Well before Lincoln set anyone free, he began making his own way as a young man in a village called New Salem. I drove 20 miles outside of Springfield to get there, and passed a pleasant afternoon among replica log cabins and stores populated with historical re-enactors.
A woman cooked over an open flame and a man swatted at flies in his doorway, but the two Lincoln-Berry stores were empty save for dry goods lining the shelves. Fitting that they should be without customers: The two stores had failed, and fatefully so since the underemployed Lincoln then began studying law.
Lincoln was a masterful storyteller, according to a short film at the Abraham Lincoln Presidential Museum. So is the museum -- and it has high-tech tricks to bolster its tales.
Lifelike representations of the president and his family greet visitors in the museum's entry plaza, with a replica of the White House in the background. In the "Ghosts of the Library" theater, holograms of Civil War soldiers take form from clouds that billow out of books and boxes.
Cannons boom and smoke pours out from behind the screen during the film "Through Lincoln's Eyes." The entire, enthralling effect is to carry you away to Lincoln's time.
I could have spent hours in the War Gallery, dominated by a display of Civil War photos on three red walls. A computer screen re-creates the display in miniature; tap a photo on the screen and you'll learn some compelling stuff. One image of a young soldier caught my eye, so I touched the computer.
It was Frances Clalin Clayton, a woman who disguised herself as a man to fight for the Union. The computer encouraged me to find another photo of her. I did; it showed her sitting demurely, wearing a dress.
The museum, which opened in 2005, consistently ranks as one of the most visited of state-run presidential museums, and it should.
At my last stop -- Lincoln Tomb, where he, his wife and three of his four sons are buried -- impressions of the museum still swirled in my head. I recalled especially the re-creation of the presidential box at Ford's Theatre, where Lincoln was shot.
That's when I met the friendly couple from Chicago, anthropology professor William Irons and his wife, Margie Rogaster. Irons told me, with sparkling eyes and some ironic glee, that he is a distant relative of John Wilkes Booth, the man who shot Lincoln.
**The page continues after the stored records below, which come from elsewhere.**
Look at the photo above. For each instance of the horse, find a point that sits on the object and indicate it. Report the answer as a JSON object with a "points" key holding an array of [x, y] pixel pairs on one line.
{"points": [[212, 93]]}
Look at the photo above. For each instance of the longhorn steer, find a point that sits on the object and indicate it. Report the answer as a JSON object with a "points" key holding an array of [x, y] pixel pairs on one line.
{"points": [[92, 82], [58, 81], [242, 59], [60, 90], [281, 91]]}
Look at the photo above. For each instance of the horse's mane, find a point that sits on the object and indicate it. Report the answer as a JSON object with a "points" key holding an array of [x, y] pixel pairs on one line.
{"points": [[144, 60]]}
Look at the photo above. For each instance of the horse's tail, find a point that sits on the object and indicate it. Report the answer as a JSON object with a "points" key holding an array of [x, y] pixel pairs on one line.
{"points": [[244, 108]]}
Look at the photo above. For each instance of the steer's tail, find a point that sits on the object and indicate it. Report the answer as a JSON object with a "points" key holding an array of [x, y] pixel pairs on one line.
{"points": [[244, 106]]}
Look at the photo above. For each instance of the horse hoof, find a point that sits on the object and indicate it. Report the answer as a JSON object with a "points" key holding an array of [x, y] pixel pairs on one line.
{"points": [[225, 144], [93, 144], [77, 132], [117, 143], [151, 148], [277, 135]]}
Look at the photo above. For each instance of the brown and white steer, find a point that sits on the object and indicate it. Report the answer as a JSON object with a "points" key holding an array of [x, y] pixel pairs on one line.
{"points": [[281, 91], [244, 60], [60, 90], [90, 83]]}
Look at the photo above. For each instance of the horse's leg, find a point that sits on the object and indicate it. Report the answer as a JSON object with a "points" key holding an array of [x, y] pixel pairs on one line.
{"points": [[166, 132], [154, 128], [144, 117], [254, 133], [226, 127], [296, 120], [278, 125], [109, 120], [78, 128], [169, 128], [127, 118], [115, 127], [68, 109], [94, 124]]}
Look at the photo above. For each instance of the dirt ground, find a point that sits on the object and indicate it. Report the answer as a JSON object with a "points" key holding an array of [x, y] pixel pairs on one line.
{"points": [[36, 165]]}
It was just another vivid encounter with Lincoln lore in Springfield.
Abraham Lincoln Presidential Library and Museum: Open 9 a.m.-5 p.m. daily. Admission is $12; discounts for children, seniors, students and military. (217) 558-8934; alplm.org.
Lincoln Home National Historic Site: Open 8:30 a.m.-5 p.m. daily except some holidays. Admission is free. (217) 492-4241; nps.gov/liho.
Old State Capitol: Open 9 a.m.-5 p.m. Tue.-Sat. Admission is free. (217) 785-9363.
Lincoln-Herndon Law Offices: Open 9 a.m.-5 p.m. Tue.-Sat. Admission is free (1-217-785-9363).
Lincoln Tomb: In Oak Ridge Cemetery, which is open until sundown. Hours for interior rooms, including a rotunda and burial chamber, are seasonal; check by calling (217) 782-2717.
New Salem State Historic Site: About 20 miles northwest of Springfield. Hours are seasonal. (217) 632-4000; lincolnsnewsalem.com.
Travel details: I stayed at the President Abraham Lincoln Hotel, within walking distance of most Lincoln sites, and paid about $110 for a weeknight. (866) 788-1860; presidentabrahamlincolnhotel.com.
Don't miss the chocolate croissants and yummy lunch offerings at Incredibly Delicious, near the Lincoln home. (217) 528-8548; incrediblydelicious.com.
The most memorable meal I had was an only-in-Springfield sandwich. A "horseshoe" consists of a slab of meat (I went with hamburger) on Texas toast, topped with fries and a special creamy cheese sauce.
I opted for the smaller "ponyshoe," and still ate less than a half. The Springfield specialty is served in many places. I had my delicious version at D'Arcy's Pint. (217) 492-8800; darcyspintonline.com.
More travel information: visit-springfieldillinois.com.